Do you need to polish the underside of your stone worktops?

When you see natural stone worktops in a showroom or even in photos, you will notice just how smooth and perfect they look. Of course, the one thing that these pictures will not show you and something you will not necessarily notice when viewing them at a showroom, is that the underside can be quite rough. The texture will depend on the type of stone and, there are some cases when underside polishing is a good idea.

Granite and quartz

Granite can be really rough on the underside and this is because of the way that it is cut. Sometimes a plastic mesh is glued to the underside of the worktop which adds to that rough texture. Quartz are a bit smoother because they are made in moulds. This means that they are not cut like granite. Of course, the underside will still not be as smooth as the polished top.

When should you polish the underside of your worktops?
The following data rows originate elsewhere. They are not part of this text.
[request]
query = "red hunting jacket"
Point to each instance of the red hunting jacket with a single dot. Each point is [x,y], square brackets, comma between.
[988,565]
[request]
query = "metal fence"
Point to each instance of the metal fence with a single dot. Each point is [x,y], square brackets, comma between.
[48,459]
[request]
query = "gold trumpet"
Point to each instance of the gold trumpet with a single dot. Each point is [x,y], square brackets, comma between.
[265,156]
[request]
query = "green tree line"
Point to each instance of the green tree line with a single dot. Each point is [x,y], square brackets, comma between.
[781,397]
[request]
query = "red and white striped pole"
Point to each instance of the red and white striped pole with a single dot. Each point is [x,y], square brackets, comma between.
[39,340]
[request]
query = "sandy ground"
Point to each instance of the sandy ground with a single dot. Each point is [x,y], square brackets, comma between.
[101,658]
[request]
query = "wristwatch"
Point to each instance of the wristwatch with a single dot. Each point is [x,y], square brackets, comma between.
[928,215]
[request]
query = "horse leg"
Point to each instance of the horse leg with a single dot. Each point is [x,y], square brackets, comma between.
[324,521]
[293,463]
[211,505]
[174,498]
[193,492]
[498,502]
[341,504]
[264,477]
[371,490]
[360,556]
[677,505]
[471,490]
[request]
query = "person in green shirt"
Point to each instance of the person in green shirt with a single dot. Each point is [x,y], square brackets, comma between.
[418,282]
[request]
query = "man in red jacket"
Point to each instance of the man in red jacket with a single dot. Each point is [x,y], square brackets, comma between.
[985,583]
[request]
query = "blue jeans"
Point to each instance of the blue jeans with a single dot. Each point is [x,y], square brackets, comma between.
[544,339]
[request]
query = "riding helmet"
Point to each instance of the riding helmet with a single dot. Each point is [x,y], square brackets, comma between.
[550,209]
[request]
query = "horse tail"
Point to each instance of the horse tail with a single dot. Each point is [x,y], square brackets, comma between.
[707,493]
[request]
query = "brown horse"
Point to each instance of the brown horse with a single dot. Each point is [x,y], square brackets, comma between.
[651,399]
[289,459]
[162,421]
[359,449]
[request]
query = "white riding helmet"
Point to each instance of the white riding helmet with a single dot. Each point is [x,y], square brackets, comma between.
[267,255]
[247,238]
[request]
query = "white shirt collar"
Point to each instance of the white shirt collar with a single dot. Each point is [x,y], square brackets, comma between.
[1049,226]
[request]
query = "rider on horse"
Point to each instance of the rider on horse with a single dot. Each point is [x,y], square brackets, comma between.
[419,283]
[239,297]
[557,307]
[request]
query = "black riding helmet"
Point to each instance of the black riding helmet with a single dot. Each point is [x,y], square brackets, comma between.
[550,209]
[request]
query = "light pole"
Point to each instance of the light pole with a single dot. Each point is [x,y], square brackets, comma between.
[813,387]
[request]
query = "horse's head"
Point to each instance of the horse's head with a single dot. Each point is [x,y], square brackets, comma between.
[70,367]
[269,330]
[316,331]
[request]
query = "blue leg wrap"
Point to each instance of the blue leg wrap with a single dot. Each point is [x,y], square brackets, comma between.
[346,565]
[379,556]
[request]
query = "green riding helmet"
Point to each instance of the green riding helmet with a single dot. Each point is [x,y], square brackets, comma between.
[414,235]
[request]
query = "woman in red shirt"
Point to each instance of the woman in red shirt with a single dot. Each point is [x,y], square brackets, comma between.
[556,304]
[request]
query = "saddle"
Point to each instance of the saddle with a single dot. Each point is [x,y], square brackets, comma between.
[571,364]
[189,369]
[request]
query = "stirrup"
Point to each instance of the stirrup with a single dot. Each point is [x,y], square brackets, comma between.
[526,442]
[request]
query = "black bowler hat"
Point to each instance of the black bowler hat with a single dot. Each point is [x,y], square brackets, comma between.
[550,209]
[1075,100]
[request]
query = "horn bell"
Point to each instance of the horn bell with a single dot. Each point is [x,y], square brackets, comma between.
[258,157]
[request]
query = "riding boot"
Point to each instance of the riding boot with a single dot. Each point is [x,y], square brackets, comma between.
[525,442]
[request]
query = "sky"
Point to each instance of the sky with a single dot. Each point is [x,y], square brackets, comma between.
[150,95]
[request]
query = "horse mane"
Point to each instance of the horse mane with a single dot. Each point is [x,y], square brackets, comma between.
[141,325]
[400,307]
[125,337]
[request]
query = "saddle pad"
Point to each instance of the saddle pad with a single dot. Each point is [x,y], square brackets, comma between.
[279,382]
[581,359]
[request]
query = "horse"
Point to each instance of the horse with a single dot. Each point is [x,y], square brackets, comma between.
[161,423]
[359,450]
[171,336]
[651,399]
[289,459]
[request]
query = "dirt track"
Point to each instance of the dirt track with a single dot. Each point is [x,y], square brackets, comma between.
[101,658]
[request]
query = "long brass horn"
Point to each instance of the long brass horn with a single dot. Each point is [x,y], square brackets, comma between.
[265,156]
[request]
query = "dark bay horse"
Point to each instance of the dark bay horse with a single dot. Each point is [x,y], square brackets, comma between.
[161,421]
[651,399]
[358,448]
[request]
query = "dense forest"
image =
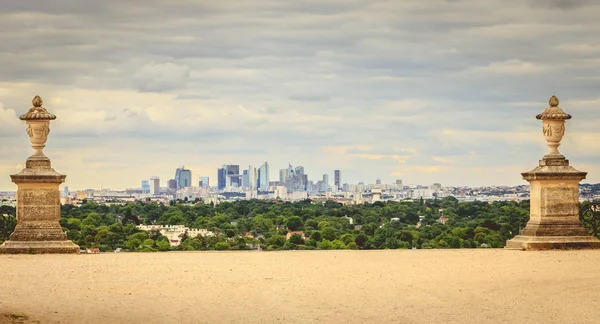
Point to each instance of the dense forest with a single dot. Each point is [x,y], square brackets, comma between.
[250,223]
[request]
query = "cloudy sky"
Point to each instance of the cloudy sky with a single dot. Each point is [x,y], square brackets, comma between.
[424,91]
If you are using your worktops on top of cabinets and you don’t really see or feel the underside, then it’s not necessarily worth going to the trouble of polishing it. Of course, if you are planning on creating the increasingly popular waterfall downstand effect, then you need all sides of the stone to be polished. These designs involve one or both ends of the surface running down until it meets the floor. So, the ‘underside’ of the surface will clearly be visible. This is why it is so important to make sure that it looks good.

Another incentive to polish

Rough surfaces and edges are not only unsightly. If you take a seat at the kitchen island or similar counter seating, your legs will slide in under the worktop which hangs over the edge. No matter what type of clothing your are wearing, the rough stone can cause damage. Especially if you are wearing pantihose or something similarly delicate. Polished undersides will make sure that this does not happen.

So, while some might immediately right of underside stone polishing as unnecessary, it’s good to keep an open mind and remember that there are certain circumstances that make this the better choice than simply leaving the stone in its rough state.